Димка заёрзал беспокойно на стуле и съёжился под устремлёнными на него взглядами.
– Я, мама… собачке, Шмелику… – неуверенно ответил он. – У него ссадина была здоровая…
Все замолчали, потому что Головень, двинувшись на скамейке, сказал:
– Сегодня я твоего пса пристрелю. – И потом добавил, поглядывая как-то странно: – А к тому же ты врёшь, кажется. – И не сказал больше ничего, не избил даже.
– Возможно ли! Для всякой твари сей драгоценный медикамент? – с негодованием вставил отец Перламутрий. – А поелику солгал, повинен дважды: на земли и на небеси. – При этом он поднял многозначительно большой палец, перевёл взгляд с земляного пола на потолок и, убедившись в том, что слова его произвели должное впечатление, добавил, обращаясь к матери: – Так я, значит, на десяточек располагаю.
Вечером, выходя из дома, Димка обернулся и заметил, что у плетня стоит Головень и провожает его внимательным взглядом.
Он нарочно свернул к речке.
– Димка, а говорят про нашего-то на деревне, – огорошил его при встрече Жиган. – Тут, мол, он, недалеко где-либо. Потому рубашка… а к тому же Сёмка Старостин возле Горпининого забора книжку нашёл, тоже кровяная. Я
сам один листочек видел. Белый, а в углу буквы «Р. В. С.» и дальше палочки, вроде как на часах.
Димке даже в голову шибануло.
– Жиган, – шёпотом сказал он, хотя кругом никого не было, – надо, тово… ты не ходи туда прямо… лучше вокруг бегай. Как бы не заметили.
Предупредили незнакомца.
– Что же, – сказал он, – будьте только осторожней, ребята. А если не поможет, ничего тогда не поделаешь… Не хотелось бы, правда, так нелепо пропадать…
– А если лепо?
– Нет такого слова, Димка. А если не задаром, тогда можно.
– И песня такая есть, – вставил Жиган. – Кабы не теперь, я спел бы, – хорошая песня. Повели коммуниста, а он им объясняет у стенки… Мы знаем, говорит, по какой причине боремся, за что и умираем… Только ежели словами рассказывать, не выходит.
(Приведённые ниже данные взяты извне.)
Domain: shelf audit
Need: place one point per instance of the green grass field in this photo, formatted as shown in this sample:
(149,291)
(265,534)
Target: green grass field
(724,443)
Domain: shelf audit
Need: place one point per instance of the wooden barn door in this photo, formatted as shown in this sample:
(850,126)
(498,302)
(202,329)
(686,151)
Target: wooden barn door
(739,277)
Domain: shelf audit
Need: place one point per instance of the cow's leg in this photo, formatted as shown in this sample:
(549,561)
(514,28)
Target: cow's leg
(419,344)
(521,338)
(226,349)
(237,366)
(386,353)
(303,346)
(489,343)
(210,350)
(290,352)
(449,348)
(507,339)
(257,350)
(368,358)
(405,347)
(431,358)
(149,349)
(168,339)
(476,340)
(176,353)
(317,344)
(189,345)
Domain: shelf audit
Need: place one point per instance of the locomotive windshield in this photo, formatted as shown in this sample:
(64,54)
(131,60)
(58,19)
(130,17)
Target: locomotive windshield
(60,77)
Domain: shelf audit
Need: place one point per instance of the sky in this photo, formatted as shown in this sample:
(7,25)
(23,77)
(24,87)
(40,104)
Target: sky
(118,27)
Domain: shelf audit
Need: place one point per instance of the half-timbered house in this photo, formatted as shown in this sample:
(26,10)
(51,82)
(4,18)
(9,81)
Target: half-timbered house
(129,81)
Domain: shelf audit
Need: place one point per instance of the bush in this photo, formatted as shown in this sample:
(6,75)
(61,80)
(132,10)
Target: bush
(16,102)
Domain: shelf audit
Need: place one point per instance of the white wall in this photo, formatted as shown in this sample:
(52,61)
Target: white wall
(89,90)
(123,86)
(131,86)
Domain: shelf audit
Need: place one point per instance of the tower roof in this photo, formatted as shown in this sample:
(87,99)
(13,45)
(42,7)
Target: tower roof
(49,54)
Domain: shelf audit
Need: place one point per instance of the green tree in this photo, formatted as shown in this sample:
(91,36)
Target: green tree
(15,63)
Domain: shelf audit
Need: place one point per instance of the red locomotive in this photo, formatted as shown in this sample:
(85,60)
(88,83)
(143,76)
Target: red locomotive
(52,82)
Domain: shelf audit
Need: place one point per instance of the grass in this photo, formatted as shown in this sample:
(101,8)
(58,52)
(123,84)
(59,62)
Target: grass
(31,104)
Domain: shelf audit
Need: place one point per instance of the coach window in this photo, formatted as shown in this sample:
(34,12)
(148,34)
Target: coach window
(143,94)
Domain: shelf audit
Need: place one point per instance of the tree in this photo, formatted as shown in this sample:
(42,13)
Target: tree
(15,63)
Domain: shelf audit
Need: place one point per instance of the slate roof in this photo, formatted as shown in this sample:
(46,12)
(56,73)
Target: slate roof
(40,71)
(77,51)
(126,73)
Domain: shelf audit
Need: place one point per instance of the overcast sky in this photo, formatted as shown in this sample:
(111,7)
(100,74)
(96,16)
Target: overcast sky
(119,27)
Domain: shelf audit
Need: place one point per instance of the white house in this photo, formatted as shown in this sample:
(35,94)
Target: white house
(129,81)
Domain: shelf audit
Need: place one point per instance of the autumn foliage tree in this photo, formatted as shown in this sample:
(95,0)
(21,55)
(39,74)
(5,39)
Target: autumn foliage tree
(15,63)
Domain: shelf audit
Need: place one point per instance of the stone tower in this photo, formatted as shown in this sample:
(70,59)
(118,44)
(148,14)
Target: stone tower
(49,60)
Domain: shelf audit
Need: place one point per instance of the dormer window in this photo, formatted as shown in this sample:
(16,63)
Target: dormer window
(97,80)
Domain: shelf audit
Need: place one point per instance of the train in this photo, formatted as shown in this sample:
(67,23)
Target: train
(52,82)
А вот когда солдаты на фронт уезжали, ну и пели… Уж на что железнодорожные, и те рты раскрыли, так тебя и забирает.
Домой возвращались поодиночке. Димка ушёл раньше; он добросовестно направился к речке, а оттуда домой.
Между тем Жиган со свойственной ему беспечностью захватил у незнакомца флягу, чтобы набрать воды, забыл об уговорах и пошёл ближайшим путём – через огороды.
Замечтавшись, он засвистел и оборвал сразу, когда услышал, как что-то хрустнуло возле кустов.
– Стой, дьявол! – крикнул кто-то. – Стой, собака!
Он испуганно шарахнулся, бросился в сторону, взметнулся на какой-то плетень и почувствовал, как кто-то крепко ухватил его за штанину. С отчаянным усилием он лягнул ногой, по-видимому попав кому-то в лицо. И, перевалившись через плетень на грядку с капустой, выпустив флягу из рук, он кинулся в темноту…
… Димка вернулся, ничего не подозревая, и сразу же завалился спать. Не прошло и двадцати минут, как в хату с ругательствами ввалился Головень и сразу же закричал на мать:
– Пусть лучше твой дьяволёнок и не ворочается вовсе…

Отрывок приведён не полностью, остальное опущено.